Il y a eu un grand nombre de femmes le 18 mars pour empêcher les soldats de se saisir des canons de la butte Montmartre, ce qui s’explique tout simplement car c’était tôt le matin et les femmes se lèvent les premières pour chercher l’eau, le combustible, etc. Mais il y a aussi eu des hommes – ne serait-ce que parce que les femmes ont donné l’alarme – et notamment les fédérés, qui n’étaient que des hommes puisque la Garde nationale était fermée aux femmes. Donc au moment où les soldats et la population ont fraternisé sur le Champ des Polonais, celle-ci était assez mixte.

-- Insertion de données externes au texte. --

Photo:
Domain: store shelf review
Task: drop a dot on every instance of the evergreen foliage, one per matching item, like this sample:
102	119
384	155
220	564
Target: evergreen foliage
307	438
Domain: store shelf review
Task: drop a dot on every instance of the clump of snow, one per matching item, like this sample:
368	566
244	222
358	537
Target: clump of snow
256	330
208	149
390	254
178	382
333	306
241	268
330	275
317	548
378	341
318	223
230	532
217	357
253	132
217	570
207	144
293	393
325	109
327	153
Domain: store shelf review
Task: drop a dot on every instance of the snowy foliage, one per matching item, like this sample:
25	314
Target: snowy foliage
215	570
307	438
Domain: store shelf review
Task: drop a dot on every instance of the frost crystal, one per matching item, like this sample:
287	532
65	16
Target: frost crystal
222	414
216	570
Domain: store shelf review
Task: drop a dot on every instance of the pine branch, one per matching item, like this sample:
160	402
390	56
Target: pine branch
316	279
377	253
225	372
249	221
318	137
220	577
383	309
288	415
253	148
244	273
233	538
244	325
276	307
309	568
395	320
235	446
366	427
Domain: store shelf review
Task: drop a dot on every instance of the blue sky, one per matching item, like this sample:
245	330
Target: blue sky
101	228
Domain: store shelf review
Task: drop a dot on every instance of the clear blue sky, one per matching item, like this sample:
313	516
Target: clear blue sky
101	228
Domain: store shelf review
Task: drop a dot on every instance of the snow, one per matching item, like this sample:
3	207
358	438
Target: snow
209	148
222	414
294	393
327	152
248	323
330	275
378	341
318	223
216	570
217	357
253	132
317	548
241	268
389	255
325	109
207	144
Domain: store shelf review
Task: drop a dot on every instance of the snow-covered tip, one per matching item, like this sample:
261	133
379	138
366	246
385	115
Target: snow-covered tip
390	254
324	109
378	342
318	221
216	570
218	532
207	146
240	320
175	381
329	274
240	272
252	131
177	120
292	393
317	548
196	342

Lors des 5 et 6 octobre 1789, les femmes sont motrices (c’est une corporation de femmes, les Dames de la Halle, qui lance le mouvement), avant d’être rejointes par la Garde nationale ; et, le 8 mars 1917, c’est la journée internationale du droit des femmes (cette journée étant fixée depuis lors à la date du 8 mars). Mais, dans ces différents cas, tout se passe comme si l’on ne retenait le rôle des femmes lors de ces journées qu’en contrepartie de leur invisibilisation le reste du temps, alors qu’elles sont aussi présentes le 10 août 1792, lors des autres événements de la Commune, de la Révolution russe, etc. On visibilise ainsi leur présence lorsqu’elle est liée à leur rôle social et domestique, notamment se charger de la nourriture : le 5 octobre 1789 est une révolte frumentaire, c’est du pain qu’elles vont chercher à Versailles, même si finalement c’est le roi qu’elles ramènent ; et le 8 mars 1917, pour une grande partie des femmes de Saint-Pétersbourg, celles des quartiers ouvriers, c’est moins une manifestation pour le droit des femmes qu’une manifestation pour le pain et pour la paix. Il ne faut donc pas restreindre leur participation aux événements révolutionnaires à ces journées, fussent-elles inaugurales.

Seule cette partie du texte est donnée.